After months of anticipation, the Centers for Medicare & Medicaid Services has decided that the Provenge prostate cancer vaccine is eligible for reimbursement. The unsurprising decision comes just four months after a CMS advisory panel voted that Dendreon’s Provenge vaccine for advanced prostate cancer shows “clinically significant” improvement in survival (look here)
The panel was convened, however, after the agency last year unexpectedly initiated a so-called National Coverage Determination in response to questions raised by Medicare contractors amid concerns over off-label use. Such a review was unusual, given that Medicare generally pays automatically for FDA-approved oncology meds (read here).

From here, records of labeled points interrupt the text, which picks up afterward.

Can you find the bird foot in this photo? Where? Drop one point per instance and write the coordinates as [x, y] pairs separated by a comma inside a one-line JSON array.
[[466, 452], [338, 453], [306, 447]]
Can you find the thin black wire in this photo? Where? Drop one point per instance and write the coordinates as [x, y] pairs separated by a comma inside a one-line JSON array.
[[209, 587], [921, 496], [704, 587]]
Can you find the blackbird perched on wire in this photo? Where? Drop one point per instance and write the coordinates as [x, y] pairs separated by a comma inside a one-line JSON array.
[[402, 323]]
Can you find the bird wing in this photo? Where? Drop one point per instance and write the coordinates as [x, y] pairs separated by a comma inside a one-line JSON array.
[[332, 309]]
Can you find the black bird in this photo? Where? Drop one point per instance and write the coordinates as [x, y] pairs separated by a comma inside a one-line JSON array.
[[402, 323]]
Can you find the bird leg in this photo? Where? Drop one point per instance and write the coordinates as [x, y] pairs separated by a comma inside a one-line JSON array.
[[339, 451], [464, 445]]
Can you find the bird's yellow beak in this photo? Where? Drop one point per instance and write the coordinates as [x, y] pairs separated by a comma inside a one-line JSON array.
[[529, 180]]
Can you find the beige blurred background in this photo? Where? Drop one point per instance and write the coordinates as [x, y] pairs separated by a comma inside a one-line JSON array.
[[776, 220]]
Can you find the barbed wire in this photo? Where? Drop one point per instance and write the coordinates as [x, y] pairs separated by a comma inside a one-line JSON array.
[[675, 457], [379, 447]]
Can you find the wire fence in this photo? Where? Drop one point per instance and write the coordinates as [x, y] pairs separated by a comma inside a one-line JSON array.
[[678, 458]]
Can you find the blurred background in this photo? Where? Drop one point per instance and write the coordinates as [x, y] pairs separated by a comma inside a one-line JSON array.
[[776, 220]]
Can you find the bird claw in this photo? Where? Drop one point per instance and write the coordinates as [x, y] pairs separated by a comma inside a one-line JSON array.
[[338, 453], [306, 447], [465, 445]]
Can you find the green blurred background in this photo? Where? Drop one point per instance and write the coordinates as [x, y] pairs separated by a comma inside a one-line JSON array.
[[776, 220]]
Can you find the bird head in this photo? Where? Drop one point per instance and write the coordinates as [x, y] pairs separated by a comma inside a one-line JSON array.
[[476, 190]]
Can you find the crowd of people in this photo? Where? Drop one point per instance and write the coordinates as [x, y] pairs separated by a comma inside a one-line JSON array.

For that reason, the CMS review set off a firestorm of protest that the agency was using Provenge as a litmus test for health care rationing. Among those registering concern was the American Society of Clinical Oncology and several US senators (see this and this). All totaled, CMS received 657 comments and the overwhelming majority - 620, or 94.4 percent - supported coverage.
At issue has been whether coverage for the $93,000 treatment, which is sold by Dendreon and is the first such therapeutic cancer vaccine, is deemed reasonable and necessary. The drug was approved last year based on a study showing a four-month survival benefit and most patients who qualify for Provenge treatment also qualify for Medicare.
In the memo released today, CMS officials stated that "we do not believe there is any persuasive evidence for the off label use of (Provenge) at this time," because it appears "virtually nil’’ that Provenge was effective for men who had other stages of the disease and so off-label should not be reimbursed. But the agency is going to leave more specific coverage decisions to each of the Medicare contractors, because Dendreon has indicated off-label use is unlikely and the underlying product technology is new and Medicare contractors need flexibility to determine coverage (you can read the complete CMS memo here).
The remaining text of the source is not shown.